Wednesday, June 8, 2011

State Championships in Colorado

What a year for Regis Jesuit High School athletics in Colorado. They won state championships in boys tennis, golf, basketball, swimming, lacrosse, baseball, and a second-place finish in football. Of course, there's no reason to suspect athletic recruiting at this school of 900 students - except they actually admitted illegal recruiting practices to CHSAA last fall. Though Regis has dominated boys swimming for years, they’ve made a dramatic leap to domination in all sports in a very short time. And, it’s not a question of if they are recruiting – it’s a matter of how extensive the violations have been.
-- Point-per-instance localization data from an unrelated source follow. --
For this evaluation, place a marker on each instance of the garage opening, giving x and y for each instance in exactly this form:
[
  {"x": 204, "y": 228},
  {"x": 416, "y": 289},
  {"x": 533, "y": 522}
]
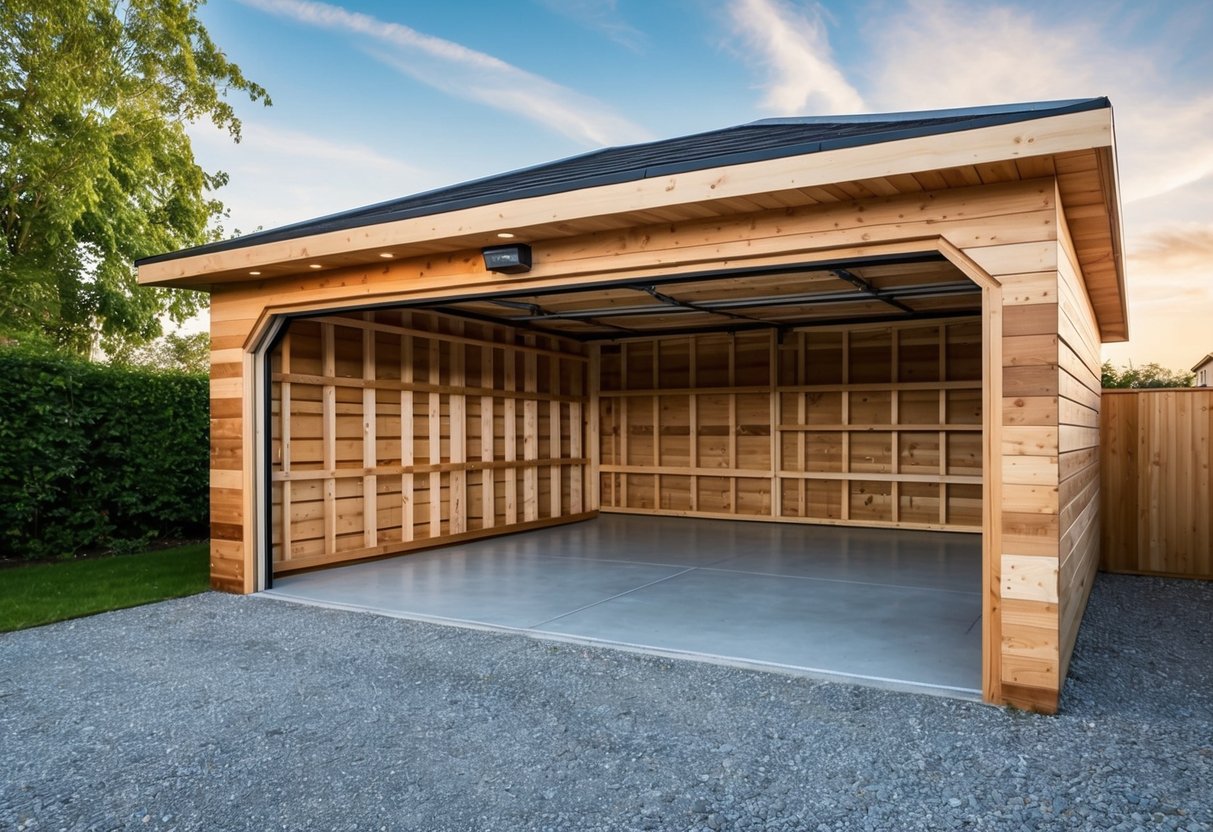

The coincidence between the recent string of victories and the illegal recruiting admission last fall should not be ignored.

Unfortunately CHSAA has taken no serious action toward private school recruiting, and public schools are understandably troubled by this trend. Last fall, the Florida High School Athletic Association fined Mandarin Christian High School $142,000 - a penalty so harsh it may destroy the school's entire sports program. While it may seem extreme, Florida should be applauded for taking the issue seriously. It’s worth asking how a similar hard-line might change high school playoffs in Colorado.

At one time, Jesuit schools had a reputation for a rigid code of ethics and a devout focus on education. Hopefully, that hasn't changed in Colorado, though recent results certainly cast suspicion. The problem with recruiting is it's difficult to prove - thus, when it's discovered, regulators need to make it hurt. By not doing so, CHSAA is condoning behavior detrimental to high school sports.


Anonymous said...

Why does it bother you that they recruit? Does it just make lousy games for other schools when they play Regis?

mmazenko said...


The only problem is that it's against CHSAA rules, and if private schools are going to compete in CHSAA events, they should be subject to the same rules. Schools are prohibited from "recruiting" students based only on athletics.